I am beginning to realize, slowly by slowly, that God is so much larger than my identity, that He is larger than my countries and all of the space in between. He is in the quiet, lonely dusk, filled with birdsong. God is not confined to one language. He is not confined to a certain culture. He has inserted the knowledge of himself into every culture in order to redeem people from each culture.
To misquote Victor Hugo: "As he spoke all tongues, he entered into all hearts"
He celebrates each of our cultures infinitely more than we do, because he made them. He hurts because of the pain in each of our cultures infinitely more than we ever could, because he was there when pain entered the world. As he has created all cultures, he remembers the children who cross all cultures.

He loves our cultures and can empathize with our hurt, rejoice with our joys, speaks all of our languages, even when we are so confused that we speak all of them at once. We believe that we are alone sojourning this earth. No one will understand every part of us. We will always be foreigners because in our host culture we feel at home, but don't look like everyone else, and in our parents' culture(s) we generally look like we belong, but do not feel anywhere close to belonging, and this can be isolating. But does the one who has intricately created each culture not understand the cultures we have adopted? Does he not intimately know our every eccentricity, our every unexpressed pain, frustration, joy, confusion, bitterness, exhuberation? 

He created all cultures. He knows our culture. The culture that we have made of the many in which we have lived and which now has become part of us. He understands and empathizes with us. And he loves us so much that he made Jesus a TCK. He was born in Bethlehem, lived in Egypt until Herod died, then moved to Nazareth. According to the Gospels, he was a nomad who had "no place to lay his head". So often I have failed to realize that as nomad kids ourselves, we are in perfect company with many great people from the Bible. Isaac was born to parents from Ur, but grew up in Canaan. Moses' parents were Hebrew, but he grew up with Egyptians until he ran away to Midian. Joshua's parents were Hebrews who had grown up in Egypt, but he grew up in the Sinai desert. Daniel was taken from his home in Israel and grew up in Babylon. Ruth was a Moabite who moved to Israel and married an Israelite. Esther was a Jew who grew up in Babylon. Timothy's father was Greek, and his mother Jewish. Paul was a Jew from Tarsus, and a citizen of Rome, which many people did not understand. But the Bible does not mention the fact that these people were third culture kids (possibly because David Polluck was not around during the canonization process of the Bible) but because the fact that they followed God was so much more important to convey than the fact that they were TCKs or CCKs. 

And this is how it ought to be for us.
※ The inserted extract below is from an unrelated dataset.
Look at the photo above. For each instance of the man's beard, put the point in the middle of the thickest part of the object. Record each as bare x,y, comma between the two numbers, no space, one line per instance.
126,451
Our identity should be as adopted and chosen sons and daughters of the Creator of the Universe, not in the fact that we lived in five different countries before we entered college, or speak four languages, or had so many great or painful experiences that no one in any of our cultures will ever understand us. As Paul (this is the same Paul who was a TCK) says in 1 Corinthians "If I speak in the tongues of men (Chinese, French, Russian etc.) and of angels (definitely Arabic, but I'm biased), but have not love, I am only a resounding gong or a clanging symbol." If we have intimate knowledge of every airport, of the best and worst plane food, of the most authentic cuisine in our countries; if we live lives that surpass what people see in National Geographic magazines, but do not have God, we are nothing. Understand that Paul (the TCK) considered everything as loss in comparison with knowing Christ.

This is difficult. Because I value my experiences as a TCK. I value languages. I value learning about different cultures and getting to know people from other cultures. I value ethnic food. Sometimes I boast in my worldliness. But Paul, still a TCK, considered everything as loss compared to knowing Christ. So, if Paul is right, everything I value as a TCK, all of my TCK experiences, could never come close to value in knowing Christ, in fact they are so much less that they are considered losses.


I will be honest and say that often I lose sight of that. When I take on TCK as an identity, it often becomes crippling. My identity being a TCK is probably in large part a reason for why I do not have many American friends. Most of my friends in America are TCKs. When I arrived in America three years ago, I expected to have no friends from past experiences, and I used the fact that I was a TCK as an excuse to not get to know some people I could have. As my friend and fellow TCK Lizzy Wiley puts it "TCK is an experience, not an identity."